Sadly, certain triggers I have mentally, affect developmental factors over the years, which has a bearing on the way I think and the thinking process. And although I haven’t had the official testing done for Autism and Asperger’s I have neurological symptoms for both.
Having already taken a test for Autism and Asperger’s I came out just below the border line on the test score for Asperger’s and through the Autism test, my learning is affected. Asperger’s Syndrome is explained as a developmental disorder, by impairments in restrictive and repetitive patterns of thought and behaviour, as well as in language and communication skills, all of which I struggle with to some degree.
Although Autism Spectrum Disorder isn’t a learning disability, it does affect learning. Autism has a broader impact on how a child develops. It affects a child’s social skills and how children learn to communicate. Autism also affects a child’s understanding.
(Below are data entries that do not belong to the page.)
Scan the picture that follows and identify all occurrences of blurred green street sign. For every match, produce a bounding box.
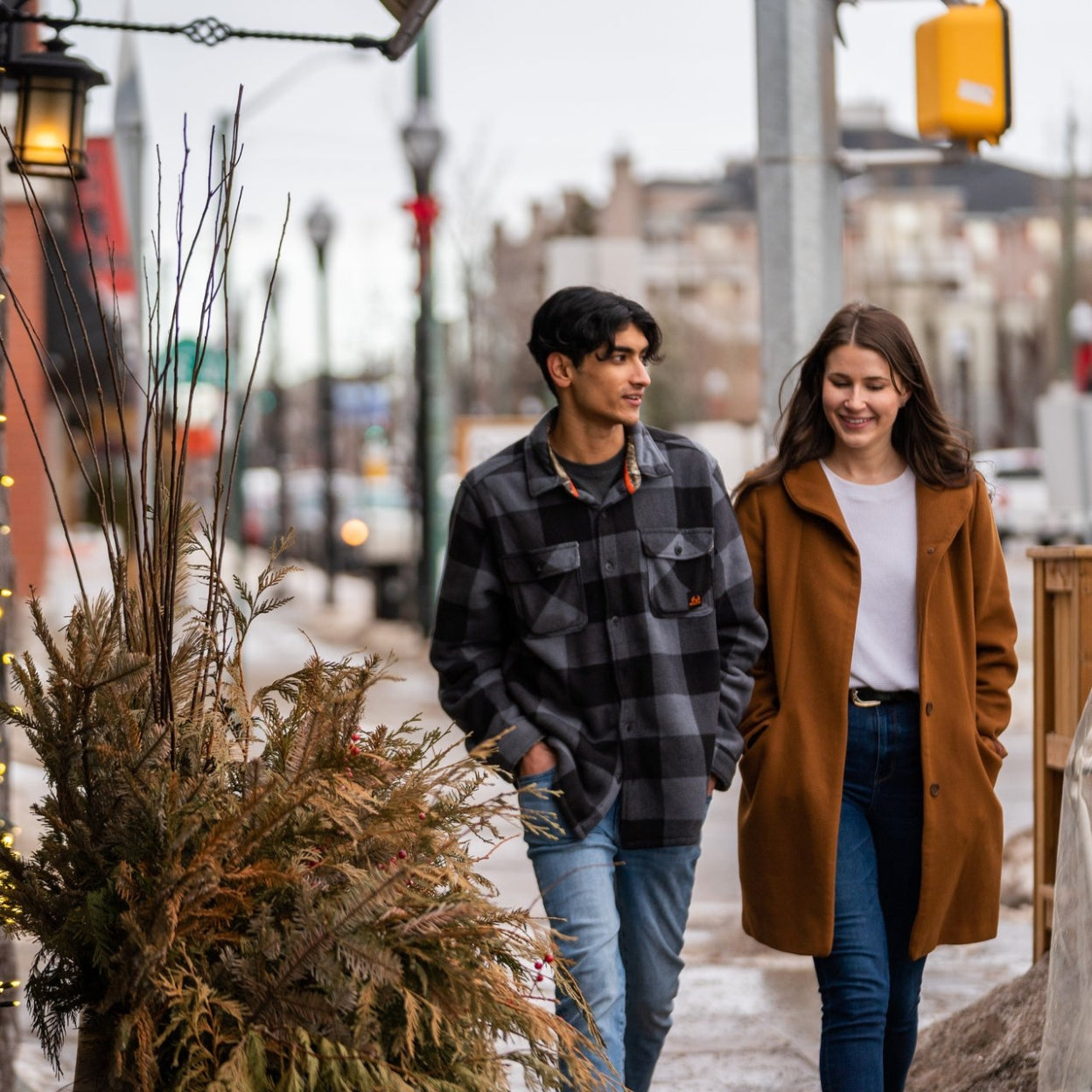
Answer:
[176,338,228,390]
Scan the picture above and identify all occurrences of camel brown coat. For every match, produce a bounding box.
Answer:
[737,461,1017,959]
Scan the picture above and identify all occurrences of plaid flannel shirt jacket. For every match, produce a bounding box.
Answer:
[431,410,766,847]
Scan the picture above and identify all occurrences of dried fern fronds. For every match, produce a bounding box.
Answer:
[0,104,598,1092]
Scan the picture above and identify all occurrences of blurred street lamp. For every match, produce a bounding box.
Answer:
[402,32,446,637]
[4,32,106,178]
[307,201,338,603]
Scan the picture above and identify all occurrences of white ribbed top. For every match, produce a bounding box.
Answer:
[822,463,919,690]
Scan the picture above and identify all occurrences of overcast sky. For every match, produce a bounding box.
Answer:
[30,0,1092,371]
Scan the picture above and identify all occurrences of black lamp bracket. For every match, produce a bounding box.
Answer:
[0,0,437,60]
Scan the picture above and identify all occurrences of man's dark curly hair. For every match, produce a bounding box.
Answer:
[528,286,664,397]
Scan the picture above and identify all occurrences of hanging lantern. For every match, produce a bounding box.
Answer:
[6,37,106,178]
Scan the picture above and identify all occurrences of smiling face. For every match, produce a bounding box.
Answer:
[550,326,652,431]
[822,345,910,459]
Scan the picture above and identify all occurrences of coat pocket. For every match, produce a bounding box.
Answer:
[641,528,713,618]
[500,542,587,637]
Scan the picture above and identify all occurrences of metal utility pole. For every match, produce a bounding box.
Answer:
[754,0,843,441]
[402,32,448,637]
[307,202,338,604]
[1054,110,1078,382]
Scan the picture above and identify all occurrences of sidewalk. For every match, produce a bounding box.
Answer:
[12,539,1032,1092]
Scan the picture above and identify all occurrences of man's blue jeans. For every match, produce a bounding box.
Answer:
[815,701,925,1092]
[519,771,701,1092]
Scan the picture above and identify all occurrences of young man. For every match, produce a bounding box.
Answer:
[431,288,766,1092]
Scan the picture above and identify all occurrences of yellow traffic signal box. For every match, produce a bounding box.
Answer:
[914,0,1012,150]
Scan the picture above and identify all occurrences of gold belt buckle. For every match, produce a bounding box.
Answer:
[850,687,881,709]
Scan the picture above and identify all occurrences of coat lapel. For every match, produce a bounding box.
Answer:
[916,480,974,616]
[782,458,856,548]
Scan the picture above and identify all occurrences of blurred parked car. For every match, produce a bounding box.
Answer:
[242,466,419,618]
[974,448,1080,546]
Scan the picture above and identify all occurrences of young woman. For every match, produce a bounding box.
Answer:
[735,304,1017,1092]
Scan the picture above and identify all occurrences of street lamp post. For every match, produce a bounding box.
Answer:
[307,202,338,603]
[402,32,445,637]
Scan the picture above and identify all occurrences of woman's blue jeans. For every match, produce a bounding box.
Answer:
[815,701,925,1092]
[519,771,700,1092]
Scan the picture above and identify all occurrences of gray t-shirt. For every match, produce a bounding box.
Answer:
[554,444,626,505]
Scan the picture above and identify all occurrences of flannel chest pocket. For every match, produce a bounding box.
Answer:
[641,528,713,618]
[500,542,587,637]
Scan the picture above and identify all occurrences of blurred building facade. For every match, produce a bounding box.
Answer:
[486,108,1092,448]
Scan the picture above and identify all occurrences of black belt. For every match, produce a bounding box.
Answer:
[850,686,917,708]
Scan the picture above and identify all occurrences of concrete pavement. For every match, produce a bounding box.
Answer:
[6,539,1032,1092]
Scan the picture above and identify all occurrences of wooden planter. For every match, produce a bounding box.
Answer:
[1027,546,1092,961]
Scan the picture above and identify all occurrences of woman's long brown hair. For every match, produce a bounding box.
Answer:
[732,303,974,500]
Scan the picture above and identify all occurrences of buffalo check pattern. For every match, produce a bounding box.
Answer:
[431,410,766,847]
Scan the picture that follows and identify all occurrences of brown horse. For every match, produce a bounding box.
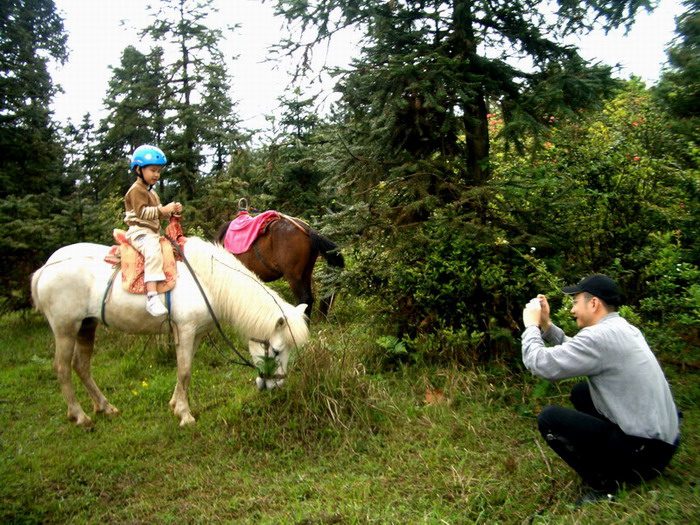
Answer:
[214,215,345,319]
Looking back on my childhood struggles, puts some of my struggles into perspective. As a child although my intelligence was ignored by my parents, the specialist I was under was concerned about my intelligence and my learning. I remember the conversation as if it were yesterday. He wasn’t sure how I would cope in school.
The specialist left it to my father to report back and that was completely ignored. Looking back on my school reports it was clear that I continued to struggle to learn. It was also clear from my school reports that I no longer have, because I was too upset to keep them, there were continual concerns about my learning and my abilities around learning. The signs were all there.
Through no follow ups and my desire now to uncover all my symptoms, I have been exonerated. I do have a problem with learning. I have now found a way to learn, which is different to how others learn.